Un mois après, le 10 avril 2010, nouvelle rencontre Robert-Fillon. Le programme : inchangé après le fameux mois qui devait donner lieu à des « réunions techniques ». Rien, en réalité, n’avait bougé au cours de ces 30 jours. On se souvient de la suite : l’élu UMP sortant de Matignon sans quelque document que ce soit, RFO annulant en catastrophe une émission consacrée à la « nouvelle route du littoral », à la demande de Didier Robert, dans l’incapacité de produire le moindre document prouvant le basculement des financements. Du côté du Premier ministre, silence radio : la rencontre « historique », qui aurait dû porter sur le transfert d’un milliard, ne fut pas même mentionnée sur le site institutionnel.

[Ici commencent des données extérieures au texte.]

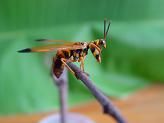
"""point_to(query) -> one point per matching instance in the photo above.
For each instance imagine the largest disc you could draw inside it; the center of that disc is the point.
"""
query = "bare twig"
(62, 85)
(107, 105)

« Tenez bon, Fillon arrive »

Quelques jours plus tard, au cours d’une conférence de presse tenue en marge du banquet consacré à son élection à la présidence du Conseil régional, M. Robert déclarait que la renégociation interviendrait « dans le cadre d’un calendrier raisonnable ». Le 20 mai, soit encore un mois plus tard, la communication régionale annonçait la « signature d’un avenant au protocole de Matignon » pour le mois de « juillet ». « Pas un euro ne sera perdu » claironnait le président de la Région deux semaines plus tard, au cours d’une conférence de presse où, à défaut de faire état de l’avancement des négociations, il se mit à proférer menaces et en invectives contre ses prédécesseurs.
Puis vint le mois de juillet annoncé lors du jour symbolique du début du mandat… où ni « signature », ni « avenant » et encore moins de Premier ministre ne montrèrent le bout de leur nez. Ce fut alors une fuite en avant dans la communication : par de pleines pages dans la presse, le dirigeant UMP expliquait que la renégociation tant attendue était sur le point d’intervenir, et que le Premier ministre François Fillon se déplacerait lui-même « avant la fin du mois de septembre ».

Le roi est nu

Les lecteurs de “Témoignages” s’en souviennent : prenant acte de ces déclarations, notre journal n’a pas manqué de relayer l’annonce de cette importante visite. Jusqu’au jour fatidique où évidemment, ni chef du gouvernement, ni accords ne sont apparus dans l’espace compris entre Gillot et la pyramide inversée. Entre temps, Didier Robert a annoncé un report supplémentaire pour « octobre » des accords… avant de finir par jeter l’éponge d’une manière presque imperceptible. Car il fallait une loupe et pas mal d’attention, pour déceler l’information donnée avant-hier au “Quotidien” par le président de la Région, selon laquelle il y aurait — peut-être — 250 millions pour les aéroports et 350 millions d’euros pour les bus. Voilà tout ce qui resterait des 3 milliards de 2007, dont « pas un euro » ne devait être perdu. Quant à la date, si souvent annoncée, elle n’est plus évoquée : M. Robert dit « ne pas savoir » quand sera signé le nouveau document, ni par qui.
En clair : le président de l’UMP a échoué dans la renégociation des Accords de Matignon, qui constituait le point central de son programme.